We have shown through survival and tumor growth analyses that rapamycin administered topically is an effective treatment for reducing TSC tumor growth in a preclinical model. The efficacy of topical rapamycin has not previously been studied in TSC preclinical models, but prior studies have shown that 0.4–3.6% topical rapamycin was effective in a mouse model for irritant dermatitis [36] and 1% topical rapamycin was effective in a mouse model of allergic dermatitis [37]. In a randomized, double-blind clinical trial, 8% topical rapamycin was effective for the treatment of psoriasis and there was evidence of skin penetration without measurable rapamycin in blood [35].

There is also evidence of a reduced incidence of skin and non-skin cancers when rapamycin is used for immunosuppression instead of other agents following kidney transplantation [38, 39]. Furthermore, systemic rapamycin treatment is effective in the treatment of Kaposi's Sarcoma [40, 41]and in preclinical studies of melanoma [42]. Finally, a study showing decreased expression of the TSC2 gene product, tuberin, in sporadic squamous and basal cell carcinomas suggests that mTOR inhibitors may be useful in treating these common skin cancers as well [43].

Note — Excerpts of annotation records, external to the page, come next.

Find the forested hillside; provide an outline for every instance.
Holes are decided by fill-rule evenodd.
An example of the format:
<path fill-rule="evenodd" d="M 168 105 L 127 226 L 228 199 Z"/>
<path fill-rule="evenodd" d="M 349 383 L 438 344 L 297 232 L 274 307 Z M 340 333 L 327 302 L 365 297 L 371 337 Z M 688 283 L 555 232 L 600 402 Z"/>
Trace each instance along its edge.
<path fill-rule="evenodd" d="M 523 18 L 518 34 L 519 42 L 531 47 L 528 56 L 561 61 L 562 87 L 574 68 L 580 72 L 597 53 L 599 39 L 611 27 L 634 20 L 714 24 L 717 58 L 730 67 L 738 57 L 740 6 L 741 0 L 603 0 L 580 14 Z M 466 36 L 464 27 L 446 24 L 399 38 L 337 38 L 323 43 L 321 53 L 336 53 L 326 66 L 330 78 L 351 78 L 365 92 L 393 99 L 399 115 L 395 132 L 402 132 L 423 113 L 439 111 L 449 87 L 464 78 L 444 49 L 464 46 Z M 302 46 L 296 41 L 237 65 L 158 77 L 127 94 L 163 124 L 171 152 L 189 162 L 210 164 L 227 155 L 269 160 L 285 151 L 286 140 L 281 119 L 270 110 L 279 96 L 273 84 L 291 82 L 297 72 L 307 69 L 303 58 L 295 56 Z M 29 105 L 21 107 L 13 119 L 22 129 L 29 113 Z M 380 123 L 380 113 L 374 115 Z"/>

In our studies of topical rapamycin for TSC tumors, we found that there was no advantage to applying topical rapamycin directly to the tumor surface compared with indirect topical application. In fact, the indirect treatment was slightly more effective despite similar drug levels in tumors and whole blood from these cohorts. We also note that a limitation of this study is that mice have a significantly higher ratio of surface area:volume compared with humans so both the indirect and direct topical treatments resulted in 24 hour whole blood and tumor rapamycin levels within the known therapeutic range for effective immunosuppression in humans. It is therefore likely that the effect of topical rapamycin in these experiments was due to systemic rapamycin exposure. Despite this limitation, this study demonstrates that 0.4–0.8% rapamycin applied topically does penetrate the skin in this preclinical model.

Conclusion

In summary, we have shown that topical administration of rapamycin is an effective treatment for TSC-related tumors in a mouse model. Our data demonstrates that transdermal delivery of rapamycin is feasible and topical rapamycin should be further investigated as a novel treatment approach for TSC skin disease such as facial angiofibromas. Furthermore, the utility of topical rapamycin should be further investigated for other skin disorders such as psoriasis, Kaposi's Sarcoma, basal cell carcinoma, and squamous cell carcinoma.